A dormant LtU thread on Go's proposed panic/recover exception-like mechanism is waking up again, and I'd like to take the opportunity to evangelize restartable exceptions once again (see also my previous post What's a condition system and why do you want one?).TL;DR: Restartable exceptions are a must for new languages & they're dead simple to implement.
Especially, because this is one of the few topics where David Barbour and me are of the same opinion. :) In the thread, David presents an interesting list of Error Handling Patterns, which includes the following points (my emphasis in bold):
- Exceptions
- Include a non-local exit so that error-handling may be isolated upon the stack. Unfortunately, in many languages this "unwinds" the "stack", and thus a lot of important, unfinished work is simply lost, and the error-handling policy cannot effectively say anything useful about error recovery. [...]
- Resumable Exceptions
- The unfinished work is maintained during error handling, and there are mechanisms available to return to that work - i.e. by return value, or via 'resumption points' annotated in the code (which look the same as exception handlers). This allows a great deal of flexibility for what those error-handling policy can express, similar to the pass-a-handler approach. The greater structure, however, can lead to better performance and static analysis.

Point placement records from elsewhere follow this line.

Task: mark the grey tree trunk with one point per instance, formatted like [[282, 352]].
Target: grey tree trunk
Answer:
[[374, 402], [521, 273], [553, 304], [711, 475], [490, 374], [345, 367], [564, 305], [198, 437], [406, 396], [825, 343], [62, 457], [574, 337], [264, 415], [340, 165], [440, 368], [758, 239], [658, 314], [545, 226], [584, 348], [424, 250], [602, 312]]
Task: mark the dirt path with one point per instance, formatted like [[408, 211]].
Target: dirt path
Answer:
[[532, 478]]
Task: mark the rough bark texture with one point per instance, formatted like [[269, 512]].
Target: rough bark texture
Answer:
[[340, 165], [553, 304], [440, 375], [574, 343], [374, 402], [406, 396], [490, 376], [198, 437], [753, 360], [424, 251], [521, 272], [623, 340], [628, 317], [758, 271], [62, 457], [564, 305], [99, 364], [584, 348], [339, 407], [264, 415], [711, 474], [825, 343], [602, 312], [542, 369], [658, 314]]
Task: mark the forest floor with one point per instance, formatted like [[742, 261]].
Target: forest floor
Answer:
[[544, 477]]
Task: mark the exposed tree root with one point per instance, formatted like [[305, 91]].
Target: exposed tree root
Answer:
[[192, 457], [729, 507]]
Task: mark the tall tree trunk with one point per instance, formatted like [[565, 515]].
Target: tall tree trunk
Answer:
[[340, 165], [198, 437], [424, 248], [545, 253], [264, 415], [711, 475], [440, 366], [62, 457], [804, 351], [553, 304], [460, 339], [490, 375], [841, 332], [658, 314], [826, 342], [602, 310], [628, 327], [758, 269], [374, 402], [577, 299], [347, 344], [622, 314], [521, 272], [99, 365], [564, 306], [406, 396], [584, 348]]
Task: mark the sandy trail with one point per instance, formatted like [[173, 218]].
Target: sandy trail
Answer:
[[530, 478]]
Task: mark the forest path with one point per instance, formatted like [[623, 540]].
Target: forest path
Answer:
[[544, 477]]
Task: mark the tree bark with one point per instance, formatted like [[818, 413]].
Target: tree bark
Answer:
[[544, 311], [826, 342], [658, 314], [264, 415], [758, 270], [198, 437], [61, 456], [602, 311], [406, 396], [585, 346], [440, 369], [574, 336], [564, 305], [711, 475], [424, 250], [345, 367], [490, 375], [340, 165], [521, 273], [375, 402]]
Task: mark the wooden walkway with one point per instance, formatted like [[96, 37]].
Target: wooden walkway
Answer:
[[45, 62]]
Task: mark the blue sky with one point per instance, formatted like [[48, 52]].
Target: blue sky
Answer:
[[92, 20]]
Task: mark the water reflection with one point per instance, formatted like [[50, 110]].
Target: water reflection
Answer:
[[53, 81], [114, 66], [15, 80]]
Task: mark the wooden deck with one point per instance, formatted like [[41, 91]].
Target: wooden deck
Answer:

Usefully, the difference between resumable exceptions and regular exceptions only requires a very minor tweak in implementation, even in languages such as C++ and Java: handle the exception as a new activation at the top of the stack, rather than unwinding first. (These activation records would need to include a pointer to the original frame in addition to the stack pointer.) This is exactly what Dylan does.
For a practical example of restartable exceptions, check out Chris Double's A tale of restarts ('This is a "I'm glad I used Dylan" story...') and Rainer Joswig's post on LtU ("I would not want to live without that feature.").